I bought all of them. Though the images were primarily of African Americans, some pictured white fans, and some showed mixed groups or white and Black people seated next to each other. There were couples on double dates, mothers and fathers with grown children, enlisted men and women in uniform, and even a picture of the Harriet Tubman Social Club. In a few, famous musicians—Dizzy Gillespie, Charlie Parker, Duke Ellington, Art Blakey, Oscar Peterson, and Louis Armstrong—posed with audience members. There was plenty of alcohol, which wasn’t surprising. These quick snapshots were taken by each club’s in-house photographer, developed on-site, and ready to be taken home at the end of an evening for a dollar, a cheap souvenir of a night out. Collectively, though, they are something altogether different, something important today—a visual record of a rarely seen and poorly documented world. An accidental history.

These pictures turn the camera around. We’ve seen photographs of these clubs before, of the performers onstage, the marquees, the lines outside. But rarely, if ever, have we seen the audiences, the fans, as we do here. And they are a critical part of what jazz pianist, composer, and educator Jason Moran calls the “ecosystem” of jazz. Sonny Rollins told me that in small clubs like these, the audiences “sort of played with you. They’re like part of the band.”

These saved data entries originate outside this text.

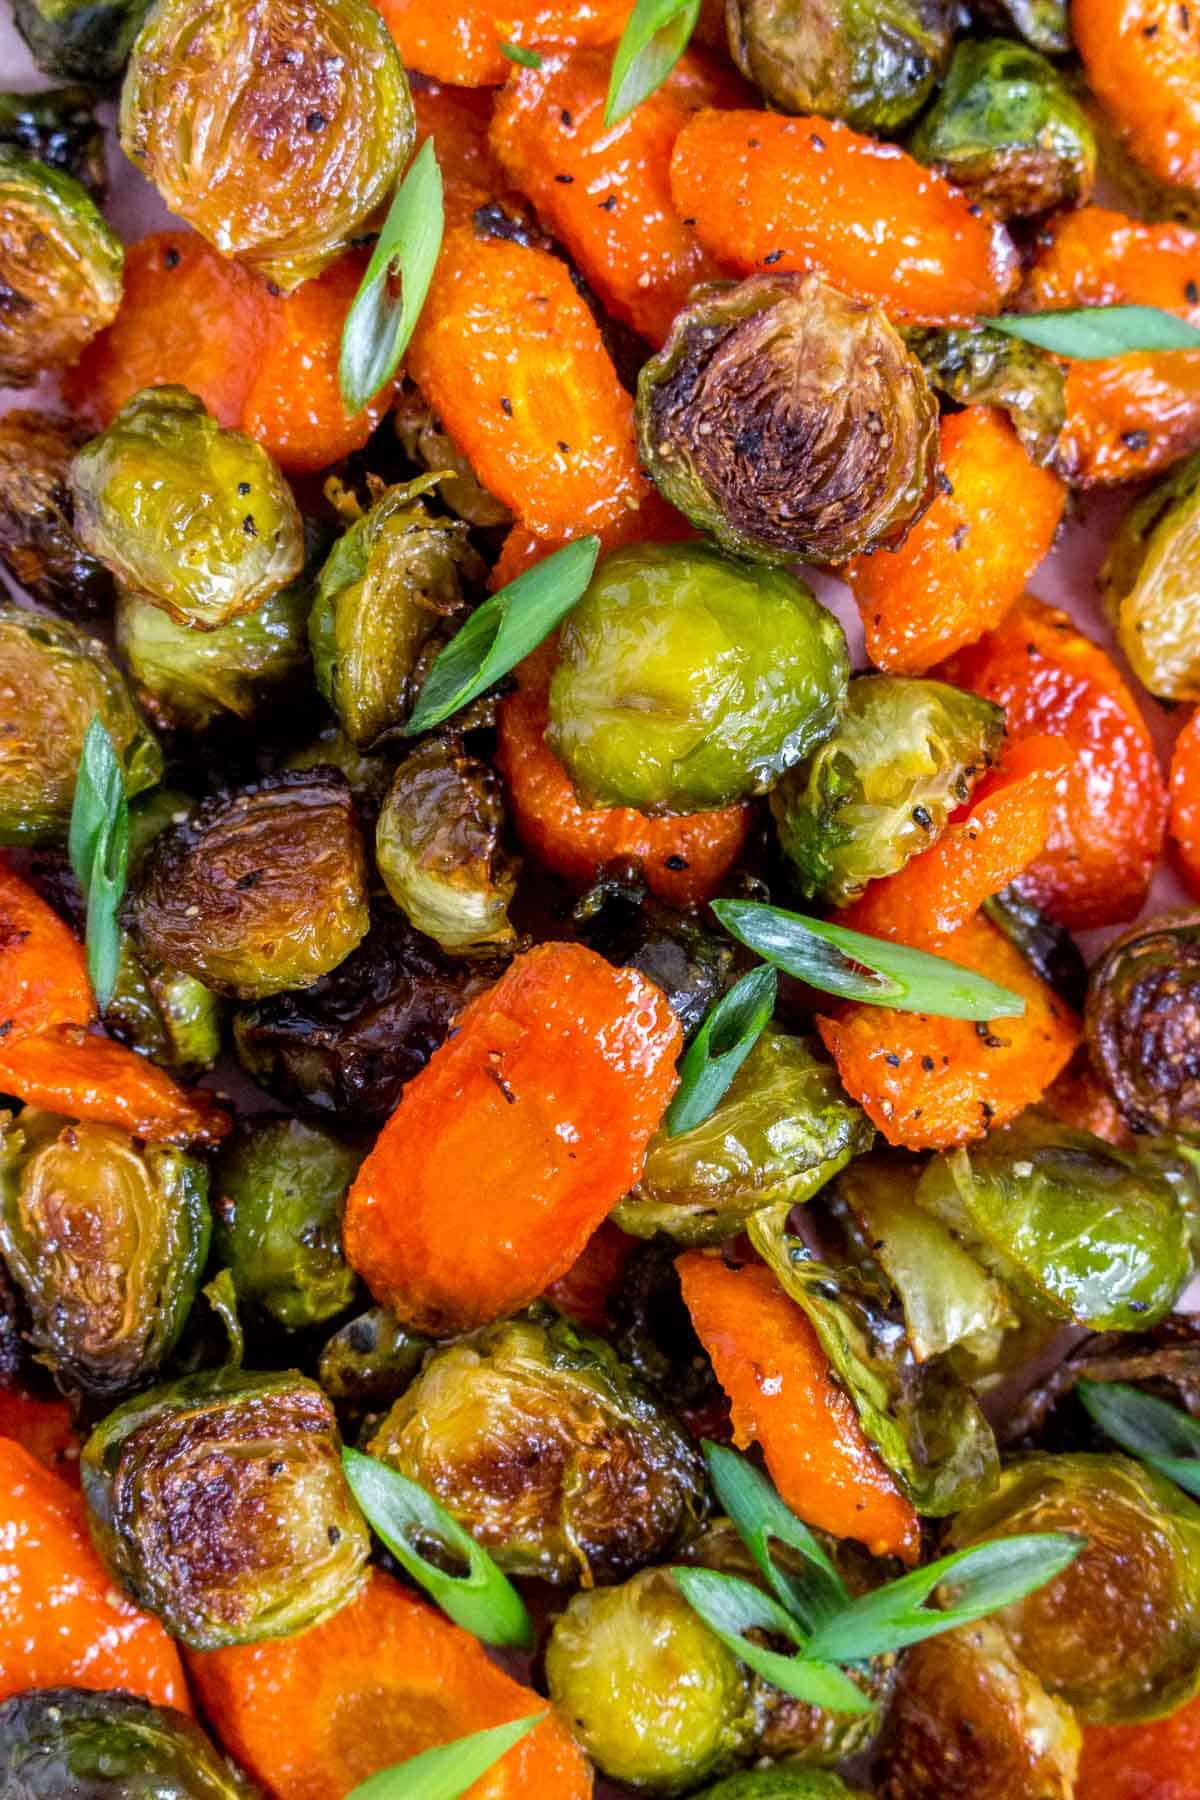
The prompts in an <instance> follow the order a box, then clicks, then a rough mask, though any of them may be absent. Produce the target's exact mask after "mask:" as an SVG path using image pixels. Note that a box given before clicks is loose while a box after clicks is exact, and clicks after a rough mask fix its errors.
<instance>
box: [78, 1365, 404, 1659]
mask: <svg viewBox="0 0 1200 1800" xmlns="http://www.w3.org/2000/svg"><path fill="white" fill-rule="evenodd" d="M81 1474H83V1496H85V1499H86V1503H88V1512H90V1519H88V1523H90V1530H92V1537H94V1539H95V1548H97V1550H99V1553H101V1557H103V1559H104V1562H106V1564H108V1570H110V1573H112V1575H113V1579H115V1580H117V1582H119V1584H121V1586H122V1588H124V1591H126V1593H128V1595H130V1597H131V1598H133V1600H137V1604H139V1606H144V1607H148V1609H149V1611H151V1613H157V1615H158V1618H160V1620H162V1622H164V1625H166V1627H167V1631H169V1633H171V1636H175V1638H180V1642H182V1643H187V1647H189V1649H193V1651H212V1649H218V1647H219V1645H223V1643H255V1642H257V1640H259V1638H286V1636H291V1633H295V1631H306V1629H308V1627H309V1625H317V1624H320V1620H322V1618H329V1615H331V1613H336V1611H338V1607H342V1606H345V1602H347V1600H353V1598H354V1595H356V1591H358V1588H360V1584H362V1579H363V1571H365V1566H367V1553H369V1550H371V1534H369V1532H367V1526H365V1523H363V1517H362V1514H360V1512H358V1507H356V1505H354V1499H353V1496H351V1490H349V1487H347V1483H345V1476H344V1474H342V1440H340V1436H338V1427H336V1420H335V1417H333V1408H331V1406H329V1400H327V1399H326V1395H324V1393H322V1391H320V1388H318V1386H317V1382H315V1381H308V1379H306V1377H304V1375H297V1373H295V1370H290V1372H284V1373H272V1375H248V1373H245V1370H239V1368H228V1370H219V1372H218V1373H212V1372H207V1373H201V1375H185V1377H184V1379H182V1381H176V1382H169V1384H166V1386H162V1388H151V1390H149V1393H140V1395H137V1399H133V1400H126V1402H124V1404H122V1406H119V1408H117V1411H115V1413H110V1415H108V1418H104V1420H101V1424H99V1426H97V1427H95V1431H94V1433H92V1436H90V1438H88V1442H86V1444H85V1447H83V1462H81Z"/></svg>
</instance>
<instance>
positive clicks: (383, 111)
mask: <svg viewBox="0 0 1200 1800" xmlns="http://www.w3.org/2000/svg"><path fill="white" fill-rule="evenodd" d="M414 140H416V122H414V113H412V99H410V95H408V83H407V81H405V70H403V68H401V63H399V58H398V54H396V49H394V45H392V40H390V36H389V31H387V25H385V23H383V20H381V16H380V14H378V13H376V9H374V7H372V5H369V4H367V0H338V4H336V5H320V4H318V0H266V4H261V5H257V7H248V5H246V4H245V0H212V4H210V5H207V7H205V9H203V11H201V13H198V11H196V7H194V5H193V0H160V4H158V5H157V7H155V9H153V11H151V14H149V18H148V20H146V25H144V29H142V32H140V34H139V38H137V43H135V45H133V54H131V58H130V70H128V74H126V81H124V88H122V92H121V148H122V149H124V153H126V157H130V160H131V162H133V164H137V167H139V169H140V171H142V175H146V176H148V180H151V182H153V184H155V187H157V189H158V193H160V194H162V198H164V200H166V203H167V207H169V209H171V212H175V214H176V216H178V218H182V220H187V223H189V225H191V227H194V230H198V232H201V234H203V236H205V238H207V239H209V241H210V243H214V245H216V248H218V250H219V252H221V254H223V256H236V257H237V259H239V261H243V263H248V265H250V266H252V268H257V270H259V274H263V275H266V277H268V279H270V281H275V283H277V284H279V286H281V288H284V290H288V288H295V286H297V283H300V281H308V279H309V277H311V275H317V274H320V270H322V268H324V266H326V263H331V261H333V259H335V257H336V256H340V254H342V250H345V248H349V245H351V243H353V241H354V239H356V238H358V236H362V234H363V232H365V230H369V229H371V225H372V221H374V214H376V212H378V209H380V207H381V205H383V203H385V202H387V198H389V194H390V191H392V187H394V185H396V180H398V176H399V173H401V169H403V167H405V164H407V160H408V157H410V153H412V146H414Z"/></svg>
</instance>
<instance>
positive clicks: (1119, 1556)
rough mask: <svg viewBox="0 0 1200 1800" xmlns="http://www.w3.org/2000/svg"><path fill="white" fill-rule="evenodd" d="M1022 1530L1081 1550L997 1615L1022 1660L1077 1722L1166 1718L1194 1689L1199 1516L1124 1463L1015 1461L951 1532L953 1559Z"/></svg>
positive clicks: (1097, 1458)
mask: <svg viewBox="0 0 1200 1800" xmlns="http://www.w3.org/2000/svg"><path fill="white" fill-rule="evenodd" d="M1020 1532H1078V1534H1079V1535H1081V1537H1085V1539H1087V1548H1085V1550H1083V1553H1081V1555H1078V1557H1076V1561H1074V1562H1072V1564H1070V1566H1069V1568H1067V1570H1063V1573H1061V1575H1056V1577H1054V1580H1051V1582H1047V1584H1045V1586H1043V1588H1038V1589H1036V1593H1031V1595H1027V1597H1025V1598H1024V1600H1018V1602H1016V1604H1015V1606H1007V1607H1004V1611H1002V1613H997V1615H995V1624H997V1625H1000V1627H1002V1629H1004V1631H1006V1633H1007V1636H1009V1640H1011V1643H1013V1649H1015V1651H1016V1654H1018V1656H1020V1660H1022V1663H1025V1667H1027V1669H1029V1670H1033V1674H1034V1676H1036V1678H1038V1679H1040V1681H1042V1685H1043V1687H1045V1688H1047V1690H1049V1692H1051V1694H1054V1696H1058V1699H1063V1701H1065V1703H1067V1705H1069V1706H1072V1708H1074V1710H1076V1712H1078V1714H1079V1719H1083V1721H1085V1723H1099V1724H1133V1723H1137V1721H1139V1719H1157V1717H1160V1715H1164V1714H1168V1712H1173V1710H1175V1708H1177V1706H1180V1705H1182V1703H1184V1701H1186V1699H1189V1697H1191V1696H1193V1694H1195V1692H1196V1685H1198V1683H1200V1508H1198V1507H1196V1505H1195V1503H1193V1501H1189V1499H1187V1496H1186V1494H1184V1492H1182V1490H1180V1489H1177V1487H1175V1483H1173V1481H1168V1480H1166V1478H1164V1476H1159V1474H1155V1472H1153V1471H1151V1469H1146V1467H1142V1463H1135V1462H1130V1460H1128V1458H1124V1456H1085V1454H1078V1456H1076V1454H1070V1456H1043V1454H1034V1456H1018V1458H1015V1460H1013V1462H1011V1463H1009V1465H1007V1467H1006V1469H1004V1471H1002V1474H1000V1478H999V1481H997V1485H995V1487H993V1490H991V1494H988V1498H986V1499H982V1501H981V1503H979V1505H977V1507H972V1508H970V1510H968V1512H963V1514H961V1516H959V1517H957V1519H955V1521H954V1525H952V1528H950V1544H948V1548H952V1550H961V1548H964V1546H966V1544H973V1543H981V1541H982V1539H993V1537H1013V1535H1016V1534H1020Z"/></svg>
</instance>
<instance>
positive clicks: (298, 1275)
mask: <svg viewBox="0 0 1200 1800" xmlns="http://www.w3.org/2000/svg"><path fill="white" fill-rule="evenodd" d="M360 1163H362V1152H360V1150H351V1147H349V1145H345V1143H340V1141H338V1139H336V1138H335V1136H331V1132H327V1130H320V1129H318V1127H317V1125H302V1123H300V1120H286V1118H243V1120H241V1121H239V1125H237V1130H236V1132H234V1136H232V1138H230V1139H228V1141H227V1143H225V1145H223V1148H221V1156H219V1161H218V1166H216V1177H214V1179H216V1186H214V1193H212V1213H214V1220H216V1229H214V1235H212V1247H214V1251H216V1256H218V1260H219V1262H223V1264H225V1265H227V1267H228V1269H230V1273H232V1276H234V1287H236V1289H237V1298H239V1300H243V1301H248V1303H250V1305H252V1307H257V1309H259V1310H261V1312H266V1314H268V1316H270V1318H272V1319H275V1321H277V1323H279V1325H286V1327H288V1328H290V1330H291V1328H295V1327H300V1325H322V1323H324V1321H326V1319H333V1318H336V1314H338V1312H345V1309H347V1307H349V1305H351V1303H353V1300H354V1296H356V1292H358V1282H356V1278H354V1271H353V1269H351V1267H349V1264H347V1262H345V1256H344V1255H342V1206H344V1202H345V1193H347V1188H349V1184H351V1181H353V1179H354V1175H356V1174H358V1165H360Z"/></svg>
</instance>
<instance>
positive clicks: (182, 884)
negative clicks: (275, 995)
mask: <svg viewBox="0 0 1200 1800" xmlns="http://www.w3.org/2000/svg"><path fill="white" fill-rule="evenodd" d="M135 918H137V932H139V940H140V943H142V947H144V949H146V950H148V952H149V954H151V956H153V958H158V959H160V961H162V963H167V965H169V967H173V968H182V970H184V972H187V974H191V976H194V977H196V979H198V981H203V985H205V986H209V988H212V990H214V992H216V994H232V995H236V997H237V999H261V997H264V995H270V994H279V992H282V990H286V988H306V986H309V985H311V983H313V981H317V977H318V976H324V974H327V972H329V970H331V968H336V965H338V963H340V961H344V958H347V956H349V954H351V950H353V949H354V945H356V943H360V941H362V938H365V934H367V925H369V913H367V869H365V857H363V844H362V837H360V833H358V826H356V824H354V808H353V803H351V792H349V787H347V785H345V778H344V776H340V774H338V772H336V770H335V769H315V770H313V772H311V774H275V776H268V778H266V779H264V781H261V783H259V785H257V787H252V788H245V790H243V792H239V794H227V796H221V794H214V796H212V797H209V799H205V801H203V803H201V805H200V806H198V808H196V812H194V814H193V815H191V817H189V819H185V821H182V823H180V824H173V826H169V828H167V830H166V832H164V833H162V835H160V837H158V839H157V841H155V844H153V848H151V851H149V855H148V857H146V868H144V871H142V878H140V884H139V893H137V898H135Z"/></svg>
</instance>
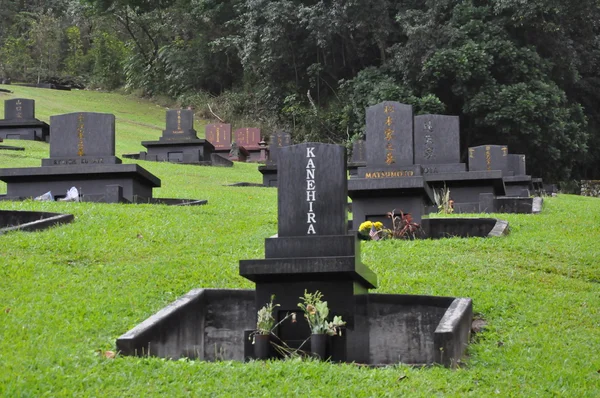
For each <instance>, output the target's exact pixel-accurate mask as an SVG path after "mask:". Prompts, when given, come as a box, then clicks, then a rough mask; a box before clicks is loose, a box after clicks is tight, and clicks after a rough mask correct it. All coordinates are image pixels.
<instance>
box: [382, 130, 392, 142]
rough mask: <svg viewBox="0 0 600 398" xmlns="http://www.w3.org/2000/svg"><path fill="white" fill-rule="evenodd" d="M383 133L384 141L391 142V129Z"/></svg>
mask: <svg viewBox="0 0 600 398" xmlns="http://www.w3.org/2000/svg"><path fill="white" fill-rule="evenodd" d="M384 133H385V139H386V140H387V141H391V140H392V138H393V137H394V130H392V129H389V128H388V129H385V131H384Z"/></svg>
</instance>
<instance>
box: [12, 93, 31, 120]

If you’re looking for a comprehensive history of jazz, this isn’t it. The focus here is on something that hasn’t been properly explored: American jazz clubs of the 1940s and 1950s—what some call the golden age—as seen through the lens of these audience photographs and related memorabilia.

Moran says, “Seeing these images is powerful because we never document the jazz audience.” The Library of Congress, for example, is home to more than 1,600 images taken by legendary jazz photographer William Gottlieb, only a tiny fraction of which picture audience members. Almost all the souvenir photographs in this book date from the 1940s and 1950s. It doesn’t seem many clubs had in-house photographers before 1940, and by the end of the 1950s, most of these clubs were out of business.

As New York City was already well established as the jazz center of the world, the majority of the images here are from the city’s clubs. But there were hundreds of other clubs in cities across America, and we are fortunate to have a representative sampling from many of them. These photographs were made at a time when discrimination and segregation were the norm in the United States, and some of them document how “jazz was really where the racial barriers were broken down heavily,” according to Rollins.

I am incredibly fortunate that Quincy Jones and Sonny Rollins, who played these clubs, agreed to speak with me about the culture, the fans, and so much more. I’m grateful to Jason Moran, who looked at these photographs through the eyes of a contemporary jazz musician and historian and shared his insights. Dan Morgenstern, a jazz historian without peer, shared his experiences as a patron of some of these clubs beginning in the late 1940s. And writer and cultural critic Robin Givhan graciously shared her insights on the photographs themselves. This book would have been a much lesser work without them.

I’ve included whatever information I could find about the clubs, musicians, photographers, and mostly anonymous fans. But in some cases, we have only the photos. As I study them, they continue to reveal layers of information. It is my sincere hope they do the same for you.